Squeezing Performance from Pennies

The debates about which CPU, graphics card, motherboard, etc. are the best options for each price point are seemingly endless. Even when there appears to be a clear-cut winner, price cuts, new products, and platform changes can shake things up. With AMD's launch of the unified AM2 platform, both AMD and Intel now have motherboards that can run everything from their lowliest budget processors up through the fastest dual core offerings. We haven't taken a serious look at benchmarking any budget offerings in a while, so this article is part Buyers Guide, part benchmarks, with a dash of overclocking thrown in for good measure. We'll save the recommendations for after the benchmarks, as that will hopefully provide us with the necessary information to make an informed decision on which budget platform is best.

There are of course a few things that will change in another month or two. First, we have AMD's processor price cuts, which will finally bring Athlon X2 chips down to prices that people can actually consider for a moderate budget. We've also got the upcoming Core 2 Duo launch, and we expect to see budget variants of the Core 2 architecture at some point as well (likely not until 2007, though, according to current roadmaps). Let's not forget about the older platforms, the Sempron chips for socket 754 and the Celeron D chips. We won't even bother with the latter, as the low-priced Pentium D 805 is simply far too attractive to pass up. However, we are a bit curious as to how the new Sempron chips compare to the older models, so we will include both AMD Sempron options. (Technically, Sempron was also available for socket 939, but you could only get the CPUs with OEM systems, so they never really caught on with the DIY market.)

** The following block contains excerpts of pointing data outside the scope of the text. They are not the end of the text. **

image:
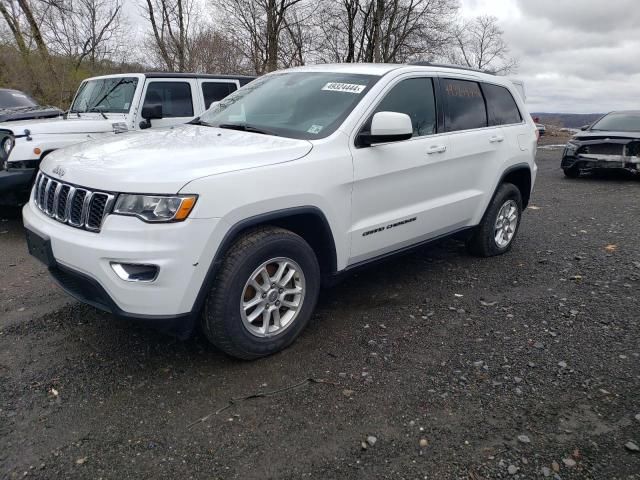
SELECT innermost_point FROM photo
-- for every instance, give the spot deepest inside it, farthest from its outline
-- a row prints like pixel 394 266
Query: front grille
pixel 75 206
pixel 602 149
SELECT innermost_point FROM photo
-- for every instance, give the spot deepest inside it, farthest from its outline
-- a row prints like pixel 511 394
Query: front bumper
pixel 593 162
pixel 82 262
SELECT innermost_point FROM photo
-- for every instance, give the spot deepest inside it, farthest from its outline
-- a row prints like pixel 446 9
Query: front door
pixel 176 98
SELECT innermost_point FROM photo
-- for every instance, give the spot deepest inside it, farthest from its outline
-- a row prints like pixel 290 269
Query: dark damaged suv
pixel 613 142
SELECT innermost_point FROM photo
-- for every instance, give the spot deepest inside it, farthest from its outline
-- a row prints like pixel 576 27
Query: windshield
pixel 619 122
pixel 15 99
pixel 304 105
pixel 108 95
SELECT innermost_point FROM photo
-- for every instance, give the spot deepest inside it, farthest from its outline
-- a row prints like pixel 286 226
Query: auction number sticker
pixel 344 87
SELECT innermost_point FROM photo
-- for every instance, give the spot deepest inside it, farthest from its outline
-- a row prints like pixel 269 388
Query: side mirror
pixel 150 112
pixel 387 127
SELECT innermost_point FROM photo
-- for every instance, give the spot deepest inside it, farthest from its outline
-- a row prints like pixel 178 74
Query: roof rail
pixel 446 65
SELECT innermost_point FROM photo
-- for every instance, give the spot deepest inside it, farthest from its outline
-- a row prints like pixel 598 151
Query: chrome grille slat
pixel 75 206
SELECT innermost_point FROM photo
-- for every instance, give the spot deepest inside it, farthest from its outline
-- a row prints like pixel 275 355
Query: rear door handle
pixel 436 149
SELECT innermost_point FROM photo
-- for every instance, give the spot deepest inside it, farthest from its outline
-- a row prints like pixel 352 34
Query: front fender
pixel 26 146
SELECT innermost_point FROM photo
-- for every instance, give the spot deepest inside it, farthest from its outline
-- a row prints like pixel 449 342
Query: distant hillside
pixel 567 120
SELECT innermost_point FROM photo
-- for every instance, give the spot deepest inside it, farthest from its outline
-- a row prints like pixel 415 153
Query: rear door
pixel 216 90
pixel 477 149
pixel 176 97
pixel 397 186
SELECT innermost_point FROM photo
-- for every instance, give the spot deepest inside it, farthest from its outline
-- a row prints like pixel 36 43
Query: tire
pixel 484 242
pixel 226 321
pixel 572 172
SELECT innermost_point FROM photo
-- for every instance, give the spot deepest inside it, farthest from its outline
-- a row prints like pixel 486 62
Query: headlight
pixel 571 148
pixel 7 145
pixel 155 208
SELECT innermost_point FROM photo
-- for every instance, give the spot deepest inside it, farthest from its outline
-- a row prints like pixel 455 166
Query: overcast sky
pixel 575 56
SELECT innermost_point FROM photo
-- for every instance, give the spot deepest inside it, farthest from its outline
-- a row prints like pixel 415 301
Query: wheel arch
pixel 307 221
pixel 520 176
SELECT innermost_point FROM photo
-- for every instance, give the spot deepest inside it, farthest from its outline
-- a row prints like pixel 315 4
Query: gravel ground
pixel 434 365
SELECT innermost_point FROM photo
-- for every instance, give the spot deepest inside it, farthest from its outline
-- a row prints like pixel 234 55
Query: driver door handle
pixel 436 149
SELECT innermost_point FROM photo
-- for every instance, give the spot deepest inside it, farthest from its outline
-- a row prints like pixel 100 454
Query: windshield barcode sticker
pixel 344 87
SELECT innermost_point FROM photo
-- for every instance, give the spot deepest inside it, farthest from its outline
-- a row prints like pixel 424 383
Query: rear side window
pixel 501 106
pixel 216 91
pixel 465 108
pixel 175 98
pixel 414 97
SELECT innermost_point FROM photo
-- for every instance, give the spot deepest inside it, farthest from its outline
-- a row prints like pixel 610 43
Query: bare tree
pixel 386 30
pixel 259 26
pixel 210 51
pixel 171 24
pixel 479 43
pixel 84 30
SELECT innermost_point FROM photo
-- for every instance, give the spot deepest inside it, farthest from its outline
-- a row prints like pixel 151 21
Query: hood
pixel 60 125
pixel 602 135
pixel 164 160
pixel 26 113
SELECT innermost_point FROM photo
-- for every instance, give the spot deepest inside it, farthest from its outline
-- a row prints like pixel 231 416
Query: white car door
pixel 176 97
pixel 398 186
pixel 215 90
pixel 478 148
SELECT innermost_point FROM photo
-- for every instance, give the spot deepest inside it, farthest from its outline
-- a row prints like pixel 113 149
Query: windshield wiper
pixel 243 127
pixel 99 110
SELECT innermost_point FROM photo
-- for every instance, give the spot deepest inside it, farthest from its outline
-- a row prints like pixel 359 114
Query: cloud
pixel 574 56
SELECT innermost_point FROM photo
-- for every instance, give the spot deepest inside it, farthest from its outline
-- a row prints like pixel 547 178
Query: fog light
pixel 135 272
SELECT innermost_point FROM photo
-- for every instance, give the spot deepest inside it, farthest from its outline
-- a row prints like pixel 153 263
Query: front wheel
pixel 264 294
pixel 497 231
pixel 571 172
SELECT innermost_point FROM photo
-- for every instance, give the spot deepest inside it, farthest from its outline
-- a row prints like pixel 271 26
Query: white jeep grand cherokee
pixel 239 217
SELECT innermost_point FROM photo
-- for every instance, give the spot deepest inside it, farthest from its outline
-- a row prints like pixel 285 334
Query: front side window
pixel 216 91
pixel 619 122
pixel 501 106
pixel 414 97
pixel 304 105
pixel 465 107
pixel 175 98
pixel 15 99
pixel 107 95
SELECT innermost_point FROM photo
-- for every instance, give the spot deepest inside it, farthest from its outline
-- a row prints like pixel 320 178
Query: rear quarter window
pixel 501 107
pixel 464 105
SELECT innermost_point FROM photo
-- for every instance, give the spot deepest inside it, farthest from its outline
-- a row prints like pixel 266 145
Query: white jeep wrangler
pixel 238 218
pixel 101 107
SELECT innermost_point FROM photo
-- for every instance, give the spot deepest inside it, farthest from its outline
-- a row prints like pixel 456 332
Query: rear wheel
pixel 264 294
pixel 499 227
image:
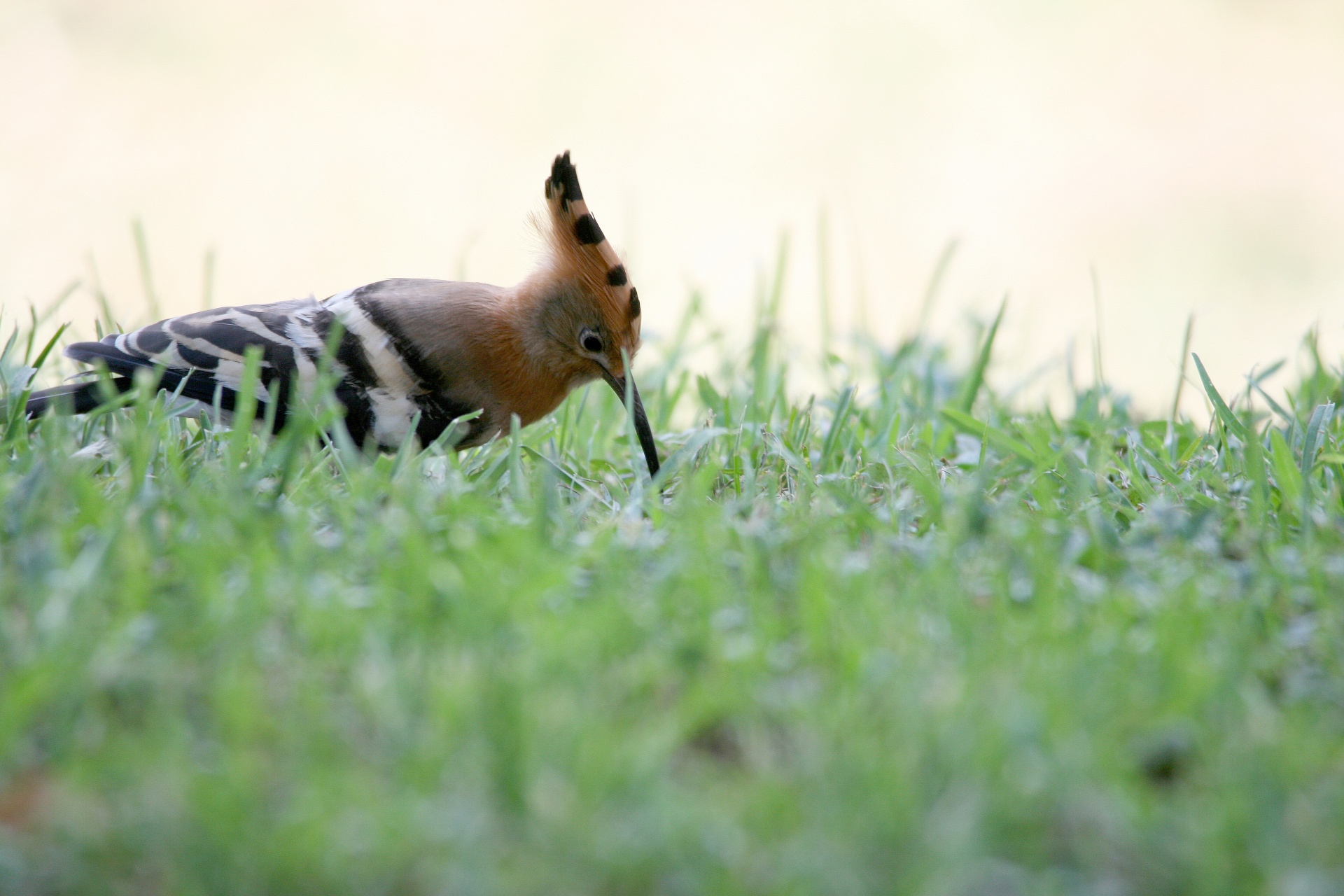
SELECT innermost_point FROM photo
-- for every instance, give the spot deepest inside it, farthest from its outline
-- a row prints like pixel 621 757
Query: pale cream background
pixel 1191 150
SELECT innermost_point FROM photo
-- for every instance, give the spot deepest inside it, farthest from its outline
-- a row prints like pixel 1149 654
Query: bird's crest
pixel 582 251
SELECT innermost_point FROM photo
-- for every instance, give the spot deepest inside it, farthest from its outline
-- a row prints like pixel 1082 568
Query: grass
pixel 897 638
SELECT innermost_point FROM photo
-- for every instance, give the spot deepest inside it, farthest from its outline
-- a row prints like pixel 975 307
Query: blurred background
pixel 1190 153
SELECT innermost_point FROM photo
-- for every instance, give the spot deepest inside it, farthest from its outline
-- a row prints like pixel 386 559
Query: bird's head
pixel 589 311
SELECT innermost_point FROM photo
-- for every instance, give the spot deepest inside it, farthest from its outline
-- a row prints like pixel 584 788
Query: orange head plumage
pixel 589 311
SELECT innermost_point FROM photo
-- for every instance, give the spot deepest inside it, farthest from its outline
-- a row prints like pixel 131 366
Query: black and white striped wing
pixel 203 354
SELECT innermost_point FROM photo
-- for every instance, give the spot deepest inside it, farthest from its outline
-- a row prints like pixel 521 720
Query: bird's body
pixel 407 352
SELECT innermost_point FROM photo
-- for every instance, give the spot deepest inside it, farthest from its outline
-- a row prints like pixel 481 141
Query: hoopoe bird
pixel 433 348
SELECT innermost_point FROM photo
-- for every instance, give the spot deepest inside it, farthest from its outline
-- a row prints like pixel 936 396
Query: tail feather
pixel 77 398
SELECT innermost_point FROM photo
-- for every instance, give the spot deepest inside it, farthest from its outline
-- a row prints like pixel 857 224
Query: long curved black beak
pixel 641 421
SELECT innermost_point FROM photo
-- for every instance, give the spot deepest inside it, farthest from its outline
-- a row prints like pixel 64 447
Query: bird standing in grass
pixel 432 348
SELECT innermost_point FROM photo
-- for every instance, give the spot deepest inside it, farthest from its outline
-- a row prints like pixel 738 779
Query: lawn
pixel 904 637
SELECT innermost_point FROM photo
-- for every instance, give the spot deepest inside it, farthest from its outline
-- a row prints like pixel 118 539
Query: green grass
pixel 901 638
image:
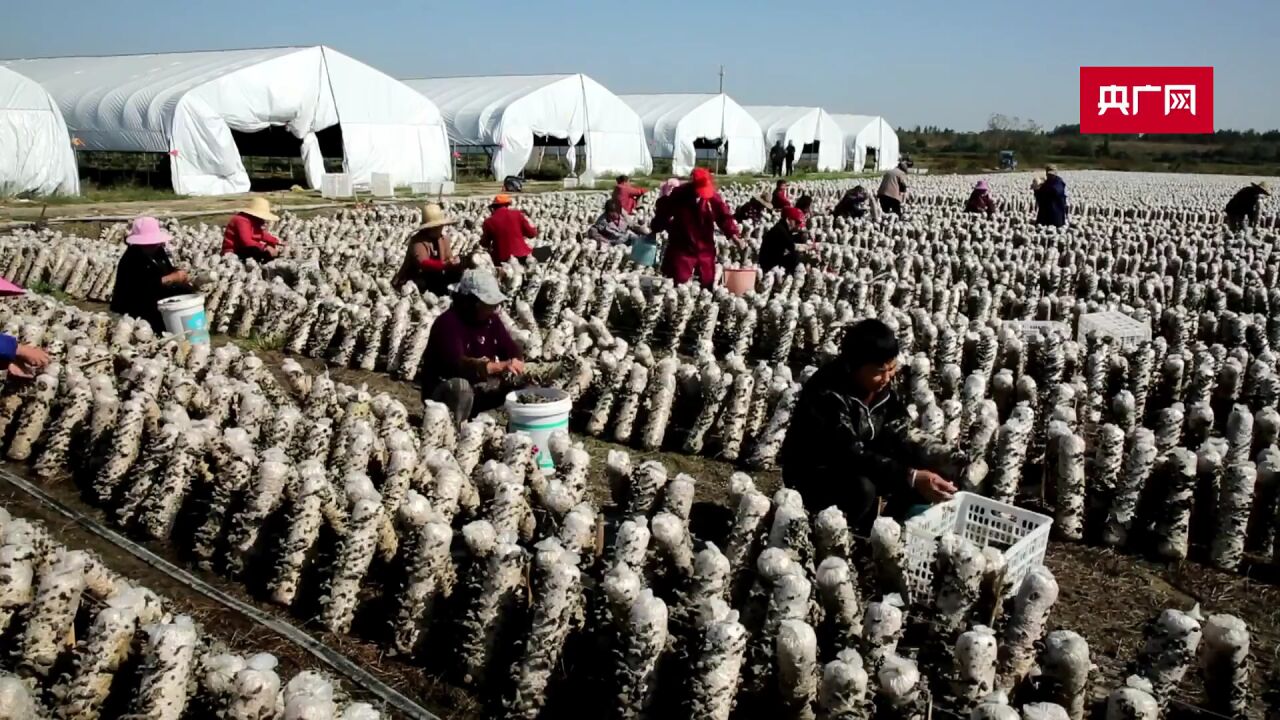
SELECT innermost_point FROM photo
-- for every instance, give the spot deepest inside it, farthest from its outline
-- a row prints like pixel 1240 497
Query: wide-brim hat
pixel 260 209
pixel 434 217
pixel 480 285
pixel 8 288
pixel 147 231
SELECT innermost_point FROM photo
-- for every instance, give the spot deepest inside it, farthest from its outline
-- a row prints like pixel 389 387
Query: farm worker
pixel 979 200
pixel 781 244
pixel 753 209
pixel 146 276
pixel 22 360
pixel 892 190
pixel 781 200
pixel 1050 199
pixel 626 195
pixel 853 204
pixel 246 233
pixel 504 232
pixel 471 361
pixel 613 227
pixel 429 260
pixel 1246 205
pixel 777 156
pixel 849 445
pixel 690 215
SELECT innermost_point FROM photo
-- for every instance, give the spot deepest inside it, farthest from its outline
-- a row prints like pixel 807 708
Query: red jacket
pixel 626 196
pixel 780 199
pixel 504 233
pixel 691 222
pixel 246 231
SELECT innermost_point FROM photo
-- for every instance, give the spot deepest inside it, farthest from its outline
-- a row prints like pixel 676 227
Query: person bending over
pixel 471 363
pixel 849 442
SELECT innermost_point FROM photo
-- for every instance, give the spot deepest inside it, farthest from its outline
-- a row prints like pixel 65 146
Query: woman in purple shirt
pixel 471 363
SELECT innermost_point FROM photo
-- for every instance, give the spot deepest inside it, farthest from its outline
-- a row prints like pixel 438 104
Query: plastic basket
pixel 1124 329
pixel 1022 534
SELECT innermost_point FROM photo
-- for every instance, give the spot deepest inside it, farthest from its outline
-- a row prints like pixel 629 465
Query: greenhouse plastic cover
pixel 187 104
pixel 863 132
pixel 36 151
pixel 672 122
pixel 510 110
pixel 803 126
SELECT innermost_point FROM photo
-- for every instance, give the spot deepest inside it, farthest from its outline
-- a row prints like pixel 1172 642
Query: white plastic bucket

In something of a break from tradition, we're going to focus on creating a budget computer and benchmarking each platform. If you aren't interested in gaming, you can of course choose to purchase a much cheaper graphics card or a motherboard with integrated graphics. However, we are building a budget gaming system, so we're going to choose a reasonable "budget gaming GPU". No, we're not talking about the X1300 or GeForce 7300, as those simply lack the power to properly run many games without severely reducing image quality. We also aren't going to cut every single corner possible, so our budget is going to be about $650 without a monitor, speakers, or other peripherals (use what you have unless it's severely outdated). In most areas, we will attempt to make the systems as equal as possible, though there may be minor differences.

So what did we choose for the various parts? We tried to stick with reasonable quality in most areas, which means we're looking at $70-$90 motherboards as the foundation of each platform. We also wanted to make sure we could get some systems that would overclock a decent amount, and we will be including results for both the stock and overclocked configurations in our benchmarks. We've thrown in a more expensive AM2 motherboard option as well, and you'll see why later. We'll start with the components we chose for each system, followed by the benchmarks, and we will conclude with some lessons learned and final recommendations.